This is my first thread here and I thought it would be cool to shake some things up by posting such a 'daring' thread title.
I've been in the audio hobby for 67 years, when I was 5 YO, thanks to my late Dad who was an audio aficionado and who introduced me into the wacky world of audio and sound. I born in NYC just like my Dad. NYC in the 1950s and early 60s was the audio capitol in the USA. Empire, Marantz, Fisher, McIntosh, Harmon Kardon, Stanton, Pickering and others were manufacturing audio in NYC.
I was never happy with my AR2as especially after I started going to concerts and I heard how live rock n' roll music sounded. So in 1968, when I was 16, I built my first set of speakers with the help of neighbors and one of whom was an audio engineer for RCA back in their glory days of audio.
I used bass guitar speakers, a mid horn and a tweeter horn just like they had at the concerts. With the help of Mickey Rosenstein, the audio engineer, I was introduced to crossovers, inductors, caps and resistors and how to 'voice' a speaker. Now I heard rock music they way it sounded in concert!!!!!!! Harry Johnson, my next door neighbor showed me how to design and build an enclosure. BTW, Harry helped install the original radio masts on the Empire State Building back in the 1930s!!!!!!!

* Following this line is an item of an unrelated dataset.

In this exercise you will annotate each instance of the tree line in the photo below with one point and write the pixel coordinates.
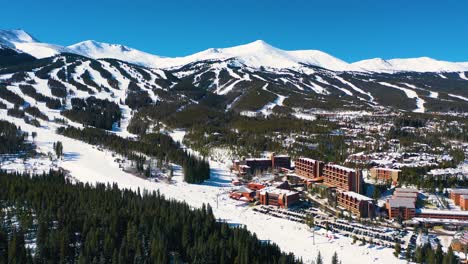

Fast forward about 50 years later and I started to design and build speakers in 2014 in my retirement to sunny Surprise AZ.

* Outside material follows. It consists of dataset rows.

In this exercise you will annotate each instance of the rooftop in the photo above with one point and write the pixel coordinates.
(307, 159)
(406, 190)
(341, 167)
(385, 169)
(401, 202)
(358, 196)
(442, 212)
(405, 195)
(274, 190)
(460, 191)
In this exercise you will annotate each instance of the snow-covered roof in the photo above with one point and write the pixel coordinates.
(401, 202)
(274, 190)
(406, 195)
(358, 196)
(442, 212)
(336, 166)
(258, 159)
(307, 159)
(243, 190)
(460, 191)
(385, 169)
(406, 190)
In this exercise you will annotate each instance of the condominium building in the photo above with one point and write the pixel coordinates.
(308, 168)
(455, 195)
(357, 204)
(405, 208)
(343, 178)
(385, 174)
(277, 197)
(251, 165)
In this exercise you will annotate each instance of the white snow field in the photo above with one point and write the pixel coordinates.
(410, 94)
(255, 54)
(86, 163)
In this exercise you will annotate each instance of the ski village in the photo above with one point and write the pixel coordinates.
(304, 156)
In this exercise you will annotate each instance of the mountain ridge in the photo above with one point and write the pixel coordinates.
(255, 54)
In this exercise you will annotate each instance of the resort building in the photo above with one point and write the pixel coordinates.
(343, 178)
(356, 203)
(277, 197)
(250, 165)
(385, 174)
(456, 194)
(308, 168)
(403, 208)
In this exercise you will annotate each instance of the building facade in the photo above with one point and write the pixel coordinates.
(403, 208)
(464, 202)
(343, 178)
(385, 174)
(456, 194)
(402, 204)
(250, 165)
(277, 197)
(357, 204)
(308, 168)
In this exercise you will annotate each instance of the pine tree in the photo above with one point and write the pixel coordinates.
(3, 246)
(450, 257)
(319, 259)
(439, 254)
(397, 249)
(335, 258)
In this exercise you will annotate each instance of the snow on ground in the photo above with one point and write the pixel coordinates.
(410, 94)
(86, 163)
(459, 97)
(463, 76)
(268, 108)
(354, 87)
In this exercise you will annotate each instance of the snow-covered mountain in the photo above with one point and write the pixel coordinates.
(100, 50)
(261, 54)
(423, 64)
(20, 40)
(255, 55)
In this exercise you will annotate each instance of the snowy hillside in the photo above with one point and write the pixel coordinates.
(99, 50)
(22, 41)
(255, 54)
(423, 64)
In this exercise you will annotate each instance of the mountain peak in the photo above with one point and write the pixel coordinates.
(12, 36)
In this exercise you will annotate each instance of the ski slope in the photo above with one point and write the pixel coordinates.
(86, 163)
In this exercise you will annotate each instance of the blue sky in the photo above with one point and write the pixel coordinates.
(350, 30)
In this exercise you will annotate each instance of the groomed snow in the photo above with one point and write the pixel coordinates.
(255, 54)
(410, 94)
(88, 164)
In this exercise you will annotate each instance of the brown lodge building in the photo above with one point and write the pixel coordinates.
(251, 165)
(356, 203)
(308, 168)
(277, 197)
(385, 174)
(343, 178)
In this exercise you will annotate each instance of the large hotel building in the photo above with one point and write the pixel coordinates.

My first pair, a set of OB speakers didn't perform well so I moved on to design more 'traditional' speakers but always with some kind of trick implementation. I next built a speaker that had 2 cabinets in one both built to the golden ratio. A bass section and the mid range section to which I added on top the tweeter. I had both 4 and 8 Ohm (@2500) taps for the tweeter depending on its ohms. I used this speaker to test tweeters. I have lots of tweeters!
And on and on the experimentation went.
I came up with the 'Super Planar' after lots and lots of research.
I build 'modular' speakers starting with a bass cab that also serves as a speaker stand. In this instance it is 2 12" woofers in a 'force cancellation' design that one of my many loudspeaker design books recommended and showed why. Less distortion, much tighter bass and NO VIBRATIONS which allows lighter speaker enclosures.
I own Maggies but unfortunately they don't work in my room due to all of my equipment. I've owned Maggies on and off since 1979. And then I saw those GRS planar drivers on PE and my brain clicked. Why not try those new GRS drivers in an OB MTM configuration?
I chose a 2nd order crossover design based on the results I got from my DATS3. I did lots and lots of experimentation with other 'orders' but the more caps and inductors in the circuit the worse the 'electrical' phase became and resistance anomalies abounded. Simple was better and those Zobel circuits I added only made things worse.
Did you ever read a speaker tech review by John Atkinson? Did you pay attention to the phase/resistance issues those 'expensive' speakers have? And how hard they are to drive because of all the crap they load into the crossover circuits! It's not the drivers but the crossovers which introduce the anomalies.
The Super Planar is crossed at 250Hz and 4000Hz. I wanted the entire vocal range to be reproduced by one driver or in my case, 2 drivers, to avoid phase issues. Attenuation is 10dB on the mids and 6dBs on the tweeter. I put that much attenuation in so that the bass becomes louder and more balanced. I use only 'balanced attenuators'.
After breaking in for 200 hours the woofers came into their own and all I can say is WOW!! The planars took about 100 hours!
Everyone who has heard these speakers have been blown away!!! It's my room, all my equipment and the speakers to bring out the best of of what my system can sound like and of course the 'voicing'.
These speakers resurrect the dead! SRV, Rory G, The Who, etc etc, all sound like they are playing in my room!!! BTW, these speakers can get up to 127dB at my listening position w/o distortion as I overbuild all my speakers. Louder than any concert I've been to including The Who!